Storms on Mars
Still image of clip showing a global map of Mars with atmospheric changes from Feb. 18, 2017, through March 6, 2017, a period when two regional-scale dust storms appeared. It combines hundreds of images from the Mars Color Imager (MARCI) camera on NASA's Mars Reconnaissance Orbiter.
If you think the weather is bad on Earth, spare a thought for Mars.

NASA has revealed a stunning animation showing massive dust storms the size of America engulfing huge swathes of northern Mars.

The summer storms 'explode' in size, NASA says - and some can engulf the entire planet.

The latest images show the regional dust storm currently swelling on Mars follows unusually closely on one that blossomed less than two weeks earlier and is now dissipating.
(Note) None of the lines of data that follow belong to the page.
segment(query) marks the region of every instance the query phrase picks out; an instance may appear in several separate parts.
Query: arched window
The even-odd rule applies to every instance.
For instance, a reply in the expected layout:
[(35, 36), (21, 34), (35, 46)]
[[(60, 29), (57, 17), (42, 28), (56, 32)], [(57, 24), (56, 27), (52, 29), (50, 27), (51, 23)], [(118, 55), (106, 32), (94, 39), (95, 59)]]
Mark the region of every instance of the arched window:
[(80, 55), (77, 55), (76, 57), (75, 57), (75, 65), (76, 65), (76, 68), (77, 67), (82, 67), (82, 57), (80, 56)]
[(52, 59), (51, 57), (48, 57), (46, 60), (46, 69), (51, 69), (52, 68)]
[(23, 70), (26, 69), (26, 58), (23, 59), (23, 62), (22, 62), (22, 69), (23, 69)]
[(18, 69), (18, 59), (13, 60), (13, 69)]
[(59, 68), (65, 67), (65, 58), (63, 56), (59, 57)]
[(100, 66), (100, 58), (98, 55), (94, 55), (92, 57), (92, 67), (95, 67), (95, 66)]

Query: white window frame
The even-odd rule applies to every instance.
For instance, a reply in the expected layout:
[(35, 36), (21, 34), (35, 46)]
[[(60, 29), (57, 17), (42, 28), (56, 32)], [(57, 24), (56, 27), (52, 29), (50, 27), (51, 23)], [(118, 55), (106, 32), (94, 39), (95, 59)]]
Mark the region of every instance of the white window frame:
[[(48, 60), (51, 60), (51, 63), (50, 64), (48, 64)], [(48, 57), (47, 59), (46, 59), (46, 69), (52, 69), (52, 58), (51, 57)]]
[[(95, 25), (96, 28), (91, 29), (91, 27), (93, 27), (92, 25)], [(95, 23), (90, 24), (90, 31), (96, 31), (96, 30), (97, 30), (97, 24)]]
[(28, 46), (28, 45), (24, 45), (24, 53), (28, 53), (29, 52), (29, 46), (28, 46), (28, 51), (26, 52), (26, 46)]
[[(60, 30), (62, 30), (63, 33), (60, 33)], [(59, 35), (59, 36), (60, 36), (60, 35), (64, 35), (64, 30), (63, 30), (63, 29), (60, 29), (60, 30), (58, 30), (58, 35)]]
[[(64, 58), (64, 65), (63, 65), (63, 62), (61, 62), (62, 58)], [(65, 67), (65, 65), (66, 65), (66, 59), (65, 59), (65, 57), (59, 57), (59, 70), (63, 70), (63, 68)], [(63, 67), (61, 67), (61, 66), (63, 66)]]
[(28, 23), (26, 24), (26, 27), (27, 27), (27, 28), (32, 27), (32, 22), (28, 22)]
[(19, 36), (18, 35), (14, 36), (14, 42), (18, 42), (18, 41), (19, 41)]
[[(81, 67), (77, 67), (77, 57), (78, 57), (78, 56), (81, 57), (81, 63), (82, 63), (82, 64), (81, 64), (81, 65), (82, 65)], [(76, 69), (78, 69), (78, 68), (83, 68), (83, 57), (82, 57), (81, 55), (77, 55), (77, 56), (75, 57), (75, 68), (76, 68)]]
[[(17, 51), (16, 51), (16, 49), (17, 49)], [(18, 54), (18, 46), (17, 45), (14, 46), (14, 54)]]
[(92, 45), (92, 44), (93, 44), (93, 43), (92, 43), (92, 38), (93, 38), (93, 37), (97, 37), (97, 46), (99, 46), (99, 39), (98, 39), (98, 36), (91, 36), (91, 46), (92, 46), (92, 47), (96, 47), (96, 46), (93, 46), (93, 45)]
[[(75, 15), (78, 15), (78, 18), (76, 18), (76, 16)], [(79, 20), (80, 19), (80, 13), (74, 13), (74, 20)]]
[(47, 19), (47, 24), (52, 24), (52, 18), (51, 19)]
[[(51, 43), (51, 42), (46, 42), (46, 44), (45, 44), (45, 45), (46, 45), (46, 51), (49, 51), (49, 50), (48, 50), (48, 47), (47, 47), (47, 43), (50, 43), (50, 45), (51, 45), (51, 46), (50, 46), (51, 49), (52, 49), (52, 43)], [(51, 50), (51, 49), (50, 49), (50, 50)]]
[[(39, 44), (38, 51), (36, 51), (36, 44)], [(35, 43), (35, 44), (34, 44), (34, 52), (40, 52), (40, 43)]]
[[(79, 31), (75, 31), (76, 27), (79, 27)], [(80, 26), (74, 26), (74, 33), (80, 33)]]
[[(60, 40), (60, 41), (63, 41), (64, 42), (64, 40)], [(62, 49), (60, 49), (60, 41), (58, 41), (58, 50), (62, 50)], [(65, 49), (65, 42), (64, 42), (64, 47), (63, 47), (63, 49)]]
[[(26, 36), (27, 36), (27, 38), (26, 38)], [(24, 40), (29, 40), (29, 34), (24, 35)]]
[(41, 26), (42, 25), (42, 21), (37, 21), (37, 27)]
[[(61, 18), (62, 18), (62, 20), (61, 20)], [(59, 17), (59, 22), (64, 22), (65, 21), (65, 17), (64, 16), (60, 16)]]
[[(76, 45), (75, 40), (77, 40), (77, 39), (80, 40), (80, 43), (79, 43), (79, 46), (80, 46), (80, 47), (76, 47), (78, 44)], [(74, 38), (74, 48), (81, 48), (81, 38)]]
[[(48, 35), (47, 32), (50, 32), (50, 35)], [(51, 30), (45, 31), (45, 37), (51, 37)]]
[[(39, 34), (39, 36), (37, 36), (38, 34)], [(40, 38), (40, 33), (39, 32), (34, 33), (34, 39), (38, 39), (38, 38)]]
Images from the orbiter's wide-angle Mars Color Imager (MARCI) show each storm growing in the Acidalia area of northern Mars, then blowing southward and exploding to sizes bigger than the United States after reaching the southern hemisphere.

'What's unusual is we're seeing a second one so soon after the first one,' said Mars meteorologist Bruce Cantor of Malin Space Science Systems, San Diego, which built and operates MARCI.

'We've had orbiters watching weather patterns on Mars continuously for nearly two decades now, and many patterns are getting predictable, but just when we think we have Mars figured out, it throws us another surprise.'

Video clip here

The team provides forecasts to aid rover teams, and to plan to try and spot megastorms.

A planet-encircling Martian storm last occurred in 2007.

Researchers have watched effects of the latest storms closely.

'We hope for a chance to learn more about how dust storms become global, if that were to happen,' said David Kass of NASA's Jet Propulsion Laboratory, Pasadena, California.

'Even if it does not become a global storm, the temperature effects due to thin dust hazes will last for several weeks.'

Cantor reported the second of the current back-to-back regional storms on March 5 to the team operating NASA's Mars Exploration Rover Opportunity.

The earlier storm, which had become regional in late February, was dissipating by then but still causing high-altitude haziness and warming.

'There's still a chance the second one could become a planet-encircling storm, but it's unlikely because we're getting so late in the season,' Cantor said this week. All previously observed planet-encircling dust storms on Mars occurred earlier in the southern summer.